Bhatia underscored that not one single action but a comprehensive approach is required to deal with this pervasive issue.

"First of all, you need to change cultures, mindset and make it unacceptable for societies to accept violence against women," she said adding that "this isn't an agenda that is just for women and girls. Men have to be involved too.

Voicing strong concern over the normalisation of violence against women, Bhatia said "so much of popular culture is so violent. And in the interest of showing reality, you're perpetuating this idea that it's actually okay to be tough on vulnerable women.

She stressed on the need to work with the police and to make them understand that victims of sexual abuse and violence must be taken seriously and their claims cannot be dismissed.

"Obviously, we have to work with the court system also because justice delayed is justice denied, she said adding that it must also be ensured that influencers and media are not perpetuating and glamorizing violence.

"And then clearly we need laws because so many countries still have laws that normalize rape within marriages and that allow rapists to basically erase the crime by marrying the victim, she said.

Bhatia added that despite global movements such as #MeToo, #TimesUp, #Niunamenos, #NotOneMore, sexual violence continues to be normalised and embedded in social environments.

As the global campaign kicks off, UN Women's clarion call is for people to take a stand against the pervasive rape culture that surrounds us.

UN Women Executive Director Phumzile Mlambo-Ngcuka said rape isn't an isolated brief act.

It can have life-changing, unchosen effectsa pregnancy or a sexually-transmitted disease, immense trauma and an unwarranted sense of shame.
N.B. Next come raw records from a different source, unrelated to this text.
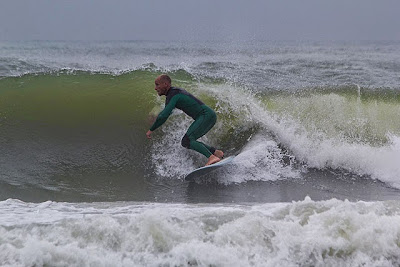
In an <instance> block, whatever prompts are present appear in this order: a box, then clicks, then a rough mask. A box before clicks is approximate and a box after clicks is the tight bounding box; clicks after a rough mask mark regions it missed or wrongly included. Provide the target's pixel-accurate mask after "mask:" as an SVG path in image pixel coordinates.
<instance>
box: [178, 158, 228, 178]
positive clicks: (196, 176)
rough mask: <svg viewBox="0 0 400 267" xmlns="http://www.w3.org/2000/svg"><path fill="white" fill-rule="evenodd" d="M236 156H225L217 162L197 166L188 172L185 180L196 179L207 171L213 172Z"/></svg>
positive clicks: (225, 163) (208, 172) (220, 167)
mask: <svg viewBox="0 0 400 267" xmlns="http://www.w3.org/2000/svg"><path fill="white" fill-rule="evenodd" d="M234 158H235V156H230V157H227V158H224V159H223V160H221V161H219V162H217V163H214V164H211V165H208V166H204V167H200V168H197V169H195V170H193V171H192V172H190V173H188V174H187V175H186V176H185V180H186V181H194V179H195V178H196V177H200V176H203V175H205V174H207V173H210V172H212V171H214V170H216V169H218V168H221V167H223V166H225V165H227V164H229V163H231V162H232V161H233V159H234Z"/></svg>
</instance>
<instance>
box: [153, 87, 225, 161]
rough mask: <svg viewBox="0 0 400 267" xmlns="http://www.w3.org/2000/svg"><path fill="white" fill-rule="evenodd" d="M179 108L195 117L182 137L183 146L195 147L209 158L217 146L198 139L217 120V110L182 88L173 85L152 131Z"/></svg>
mask: <svg viewBox="0 0 400 267" xmlns="http://www.w3.org/2000/svg"><path fill="white" fill-rule="evenodd" d="M174 108H178V109H180V110H182V111H183V112H185V113H186V114H187V115H189V116H190V117H192V118H193V119H194V122H193V123H192V124H191V125H190V127H189V129H188V130H187V132H186V134H185V135H184V136H183V138H182V146H184V147H186V148H189V149H193V150H195V151H197V152H199V153H201V154H203V155H204V156H206V157H207V158H209V157H210V156H211V155H212V154H214V152H215V148H213V147H210V146H208V145H206V144H204V143H202V142H199V141H197V139H199V138H200V137H202V136H203V135H205V134H206V133H207V132H208V131H209V130H210V129H211V128H212V127H213V126H214V124H215V122H216V121H217V116H216V114H215V112H214V111H213V110H212V109H211V108H209V107H208V106H206V105H205V104H204V103H203V102H201V101H200V100H199V99H197V98H196V97H194V96H193V95H192V94H190V93H189V92H187V91H186V90H183V89H181V88H176V87H171V88H170V89H169V90H168V92H167V94H166V99H165V108H164V109H163V110H162V111H161V112H160V114H158V116H157V119H156V121H155V122H154V124H153V125H152V126H151V128H150V131H154V130H155V129H157V128H158V127H160V126H161V125H162V124H163V123H164V122H165V121H166V120H167V119H168V117H169V115H171V113H172V110H173V109H174Z"/></svg>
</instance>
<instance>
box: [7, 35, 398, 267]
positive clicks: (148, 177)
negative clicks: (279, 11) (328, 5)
mask: <svg viewBox="0 0 400 267" xmlns="http://www.w3.org/2000/svg"><path fill="white" fill-rule="evenodd" d="M399 62H400V43H399V42H294V41H293V42H265V41H264V42H261V41H254V42H238V43H229V42H216V41H214V42H206V41H205V42H200V43H199V42H162V41H126V42H122V41H119V42H114V41H108V42H106V41H104V42H50V41H40V42H39V41H37V42H33V41H32V42H1V43H0V107H1V108H0V151H1V155H2V156H0V265H1V266H399V265H400V76H399V73H400V63H399ZM161 73H168V74H169V75H170V76H171V78H172V80H173V85H174V86H178V87H183V88H185V89H187V90H188V91H190V92H191V93H193V94H194V95H196V96H198V97H199V98H200V99H201V100H203V102H205V103H206V104H207V105H209V106H210V107H212V108H213V109H214V110H215V111H216V113H217V116H218V121H217V124H216V125H215V127H214V128H213V129H212V130H211V131H210V132H209V133H208V134H207V135H206V136H204V137H202V140H203V141H205V142H207V143H210V144H212V145H214V146H216V147H218V148H220V149H222V150H224V152H225V153H226V155H237V156H236V158H235V160H234V162H233V164H232V165H230V166H227V167H226V168H223V169H219V170H218V171H216V172H214V173H212V174H210V175H209V176H207V177H204V178H202V179H199V180H198V181H196V182H194V183H189V182H186V181H184V177H185V175H186V174H187V173H189V172H190V171H191V170H193V169H195V168H197V167H199V166H202V165H204V164H205V161H206V159H205V158H203V156H202V155H199V154H197V153H195V152H193V151H190V150H186V149H184V148H183V147H181V146H180V140H181V138H182V136H183V135H184V134H185V132H186V130H187V128H188V127H189V125H190V123H191V120H190V118H188V117H187V116H185V115H184V114H183V113H182V112H180V111H176V112H174V113H173V114H172V115H171V117H170V118H169V120H168V121H167V122H166V123H165V124H164V125H163V126H162V127H161V128H159V129H158V130H157V131H156V132H154V134H153V139H152V140H147V138H146V136H145V133H146V131H147V130H148V128H149V126H150V121H151V118H152V117H153V116H155V115H156V114H157V113H158V112H159V111H160V110H161V109H162V108H163V103H164V98H163V97H158V96H157V94H156V92H155V91H154V79H155V77H157V75H159V74H161Z"/></svg>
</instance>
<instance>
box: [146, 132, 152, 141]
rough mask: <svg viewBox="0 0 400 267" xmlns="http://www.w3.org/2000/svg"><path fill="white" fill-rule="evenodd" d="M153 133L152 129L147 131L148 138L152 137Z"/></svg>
mask: <svg viewBox="0 0 400 267" xmlns="http://www.w3.org/2000/svg"><path fill="white" fill-rule="evenodd" d="M151 133H152V131H150V130H148V131H147V133H146V136H147V138H148V139H151Z"/></svg>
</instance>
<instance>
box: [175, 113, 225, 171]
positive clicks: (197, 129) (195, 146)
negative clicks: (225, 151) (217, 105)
mask: <svg viewBox="0 0 400 267" xmlns="http://www.w3.org/2000/svg"><path fill="white" fill-rule="evenodd" d="M216 121H217V116H216V115H215V113H214V111H213V110H211V109H210V108H209V107H207V106H205V108H204V110H203V114H202V115H200V116H199V117H198V118H197V119H196V120H195V121H194V122H193V123H192V125H190V127H189V129H188V131H187V132H186V134H185V136H184V137H183V139H182V146H184V147H186V148H189V149H193V150H195V151H197V152H199V153H201V154H203V155H204V156H205V157H207V158H208V162H207V165H209V164H213V163H216V162H218V161H220V160H221V159H220V158H219V157H217V156H215V155H213V154H214V153H215V151H216V149H215V148H213V147H211V146H208V145H206V144H204V143H202V142H199V141H197V139H199V138H200V137H202V136H203V135H205V134H206V133H207V132H208V131H210V130H211V128H212V127H213V126H214V125H215V122H216Z"/></svg>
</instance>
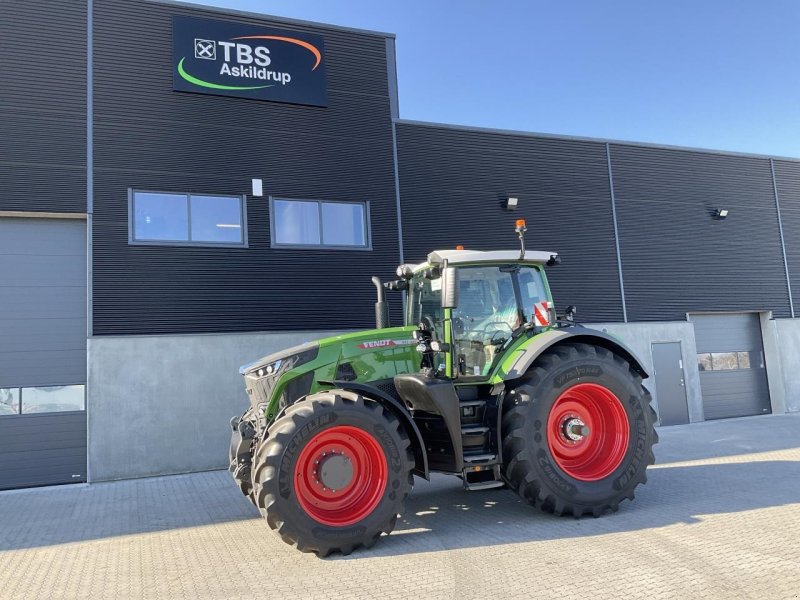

In both conflict and in peacetime, it often shapes women's decisions to move from their communities through fear of attack or the stigmatization of survivors. If I could have one wish granted, it might well be a total end to rape.

Exact numbers of rape and sexual assaults are difficult to asses since not every victim comes forward to report it out of fear and shame.

UN Women said that approximately 15 million adolescent girls (aged 15 to 19) worldwide have experienced forced sex at some point in their life. Furthermore, three billion women and girls live in countries where rape within marriage is not explicitly criminalised.

Bhatia emphasized that governments, societies and individuals must work with girls and women to give them the confidence to speak up because there is such a fear of speaking out because the victim falls into the position of having to prove (herself)."